Today we are going to look at one of the changes that will be required for the CATs to function, as well as all sorts of other smart blockchain functionality – advanced Chia wallets.
The three main wallets that were discussed in the AMA were Light Electrum-style (but not Electrum) wallets, Distributed Identity (DID) wallets, and Coin Custody wallets. They also discussed custom or purpose built wallets to interact with different Chia Asset Tokens.

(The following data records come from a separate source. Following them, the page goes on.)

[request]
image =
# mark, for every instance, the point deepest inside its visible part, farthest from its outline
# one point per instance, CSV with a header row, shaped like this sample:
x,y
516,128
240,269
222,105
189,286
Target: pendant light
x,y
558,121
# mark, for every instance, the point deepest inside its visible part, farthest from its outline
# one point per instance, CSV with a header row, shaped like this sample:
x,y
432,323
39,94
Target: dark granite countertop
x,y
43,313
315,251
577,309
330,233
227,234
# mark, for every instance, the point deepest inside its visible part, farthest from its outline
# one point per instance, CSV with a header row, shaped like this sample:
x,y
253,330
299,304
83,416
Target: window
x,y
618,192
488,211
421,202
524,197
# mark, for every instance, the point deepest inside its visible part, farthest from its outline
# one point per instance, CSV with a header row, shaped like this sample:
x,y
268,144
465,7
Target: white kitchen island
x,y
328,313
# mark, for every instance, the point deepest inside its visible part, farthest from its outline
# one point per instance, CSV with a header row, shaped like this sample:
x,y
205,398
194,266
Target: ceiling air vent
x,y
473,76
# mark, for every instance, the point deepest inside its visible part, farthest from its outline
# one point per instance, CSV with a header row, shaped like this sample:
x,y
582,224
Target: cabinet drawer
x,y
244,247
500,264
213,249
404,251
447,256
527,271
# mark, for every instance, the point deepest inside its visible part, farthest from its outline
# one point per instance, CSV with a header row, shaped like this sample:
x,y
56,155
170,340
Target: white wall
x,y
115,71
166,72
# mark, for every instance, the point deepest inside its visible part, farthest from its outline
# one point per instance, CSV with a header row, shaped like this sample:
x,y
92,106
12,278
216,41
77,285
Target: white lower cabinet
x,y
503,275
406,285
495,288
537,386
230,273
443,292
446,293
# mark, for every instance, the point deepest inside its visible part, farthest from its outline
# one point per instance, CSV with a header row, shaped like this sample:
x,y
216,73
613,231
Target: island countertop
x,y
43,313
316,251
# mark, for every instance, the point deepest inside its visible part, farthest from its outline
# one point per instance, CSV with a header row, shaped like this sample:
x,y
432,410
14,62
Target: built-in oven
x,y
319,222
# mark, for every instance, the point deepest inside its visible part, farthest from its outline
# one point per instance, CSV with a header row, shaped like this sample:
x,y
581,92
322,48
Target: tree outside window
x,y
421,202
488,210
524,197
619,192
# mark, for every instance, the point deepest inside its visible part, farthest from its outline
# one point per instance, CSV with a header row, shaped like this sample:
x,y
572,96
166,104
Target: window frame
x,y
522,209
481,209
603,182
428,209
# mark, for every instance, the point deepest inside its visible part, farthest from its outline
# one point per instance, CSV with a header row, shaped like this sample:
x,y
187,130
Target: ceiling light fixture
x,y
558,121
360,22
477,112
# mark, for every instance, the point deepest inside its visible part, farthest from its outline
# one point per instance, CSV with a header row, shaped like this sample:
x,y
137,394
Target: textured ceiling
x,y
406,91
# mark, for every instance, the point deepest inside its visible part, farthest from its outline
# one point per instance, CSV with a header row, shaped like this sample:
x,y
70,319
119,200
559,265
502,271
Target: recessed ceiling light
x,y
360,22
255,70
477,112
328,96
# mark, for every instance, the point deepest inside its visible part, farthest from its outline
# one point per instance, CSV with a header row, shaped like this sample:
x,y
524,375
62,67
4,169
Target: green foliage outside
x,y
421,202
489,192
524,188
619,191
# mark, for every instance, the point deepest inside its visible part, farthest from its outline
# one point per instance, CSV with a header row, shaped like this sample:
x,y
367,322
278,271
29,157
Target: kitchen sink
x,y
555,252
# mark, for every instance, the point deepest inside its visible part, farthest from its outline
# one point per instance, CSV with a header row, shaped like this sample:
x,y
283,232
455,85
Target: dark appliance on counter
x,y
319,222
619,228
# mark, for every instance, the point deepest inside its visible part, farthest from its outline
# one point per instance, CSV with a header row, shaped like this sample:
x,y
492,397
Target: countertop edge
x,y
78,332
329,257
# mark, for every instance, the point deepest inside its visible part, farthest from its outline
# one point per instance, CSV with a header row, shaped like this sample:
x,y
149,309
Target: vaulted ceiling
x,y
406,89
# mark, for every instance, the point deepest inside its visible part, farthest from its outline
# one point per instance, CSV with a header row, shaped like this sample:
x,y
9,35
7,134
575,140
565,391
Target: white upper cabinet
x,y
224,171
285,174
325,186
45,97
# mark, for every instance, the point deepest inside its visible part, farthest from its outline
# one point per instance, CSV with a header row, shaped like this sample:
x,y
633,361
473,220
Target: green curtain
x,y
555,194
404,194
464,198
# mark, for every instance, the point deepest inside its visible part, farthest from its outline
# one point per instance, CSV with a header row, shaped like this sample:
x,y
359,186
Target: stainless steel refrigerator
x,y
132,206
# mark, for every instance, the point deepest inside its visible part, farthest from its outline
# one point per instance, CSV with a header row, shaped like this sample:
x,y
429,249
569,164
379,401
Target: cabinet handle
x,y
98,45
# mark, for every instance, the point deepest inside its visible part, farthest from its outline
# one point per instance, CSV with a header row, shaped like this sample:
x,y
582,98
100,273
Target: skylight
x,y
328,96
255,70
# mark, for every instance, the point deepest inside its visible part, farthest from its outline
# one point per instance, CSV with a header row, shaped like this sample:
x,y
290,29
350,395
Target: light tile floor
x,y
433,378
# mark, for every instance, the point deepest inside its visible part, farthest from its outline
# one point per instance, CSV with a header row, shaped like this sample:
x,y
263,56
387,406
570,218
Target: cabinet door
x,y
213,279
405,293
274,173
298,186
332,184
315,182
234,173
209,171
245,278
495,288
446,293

First the light wallets which Bram described as electrum-style but not the electrum protocol. This means that they will work like an electrum wallet without a sync process, where it just asks a server for the data it needs and sends transactions to a known node. In Electrum this requires a trusted endpoint to communicate to, and your wallet is tied to that service. The light wallet protocol Chia is teasing should be able to connect to a variety of servers running full nodes to request balances and make transactions. This seems like a different version of Nucle for practical purposes, and I’m not sure what the difference will be.
Secondly the DID wallets. Now, Distributed Identity, or Self Sovereign Identity, is a buzzword that everyone has jumped on and nobody uses. Microsoft even has a weird DDID program working with the Distributed Identity Foundation. In theory Azure AD supports DDID credentials. The EU is working on something. W3C has begun to establish a framework. But the protocol isn’t live, and everything is in preview from my understanding. I’ve never had a customer ask for it, or about it. But it is a buzzword, and I am curious if Chia will be the company to make something real out of this concept. And if they do, I’m curious if it does anything more than a self-signed certificate would.
The custodial wallet is one I am actually ambivalent on. They will need some sort of authorization process for transactions in order to get their technology into the enterprise. But this is something that will be of interest to Chia themselves sitting on their dragon pile of XCH coins, as well as the big cryptocurrency exchanges when XCH starts trading in volume. This is not something that I think ordinary folks are going to use to deliberately slow down the transfer process for coins they should already be storing securely.
All in all, I think the expanded official wallet types will have a pretty material impact on the Chia ecosystem. They are also going to be a core component of the next piece we are going to look at – decentralized finance, or DeFi.
Nice! Glad to see some things being worked on and it sounds pretty exciting! I had no doubt in my mind it would lead to a fruitful project. You don’t have the inventor of BitTorrent suddenly entering crypto and blockchain ledgers without an idea. You essentially have innovators and visionaries writing protocols on a modified blockchain idea. Pretty cool.